4 de abril de 2015

Samba Touré “Gandadiko” (Glitterbeat, 2015)



Já se sabe que, no que a enforcados diz respeito, os ‘Strange Fruits’ de que Billie Holiday falava, oscilando ao vento e bafejados pelo doce e fresco aroma das magnólias e pelo súbito fedor da carne em chamas, possuíam precedente histórico na medieval ‘La Ballade des Pendus’, em que as vistas, barbas e sobrancelhas dos mortos eram extirpadas pelas bicadas de pegas e corvos, ou no ‘Le Verger du Roi Louis’, de Banville, posteriormente adaptado por Brassens, do pomar decorado com cachos dos mais extraordinários frutos.
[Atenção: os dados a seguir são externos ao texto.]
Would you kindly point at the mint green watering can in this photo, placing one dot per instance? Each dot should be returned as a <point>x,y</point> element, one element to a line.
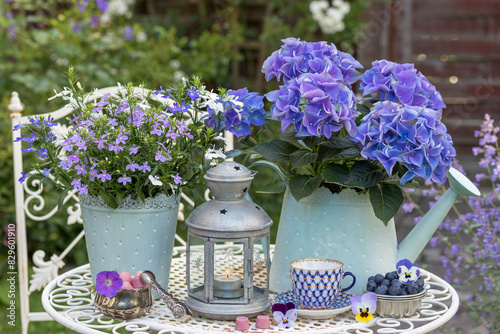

Também agora, no mais esclarecido dos seus discos, vem Samba Touré cantar acerca de um solo queimado – “o gado é só pele e osso/ e muito em breve também nós estaremos assim”, ouve-se na titular ‘Gandadiko’ – e de umas “árvores secas como esqueletos/ nuas, fracas”, em ‘Touri Idjé Bibi’, que dão uma “fruta negra, vazia, sem sabor/ fruta plástica do mundo moderno”. E do mesmo modo se refere o trovador maliano aos cadáveres que pelo ano inteiro foi encontrando “cobrindo as estradas/ preenchendo as entranhas das ovelhas/ à porta das escolas e das mesquitas/ bem no centro das nossas casas”. Aliás, “Albala”, o seu álbum anterior, denunciava já a doutrinária versão da jurisprudência islâmica que se alastrava pelo norte do país impondo um quotidiano de angústia e aflição. Agora, dir-se-ia que são tão criminosas as condições climáticas quanto as cimitarras que os colos cortaram. Talvez por isso, em ‘Woyé Katé’, termine a reclamar por reconstrução e restituição, enquanto, na língua berbere, Ahmed Ag Kaedi, da banda tuaregue Amanar, sugere que terra e cultura são sinónimos.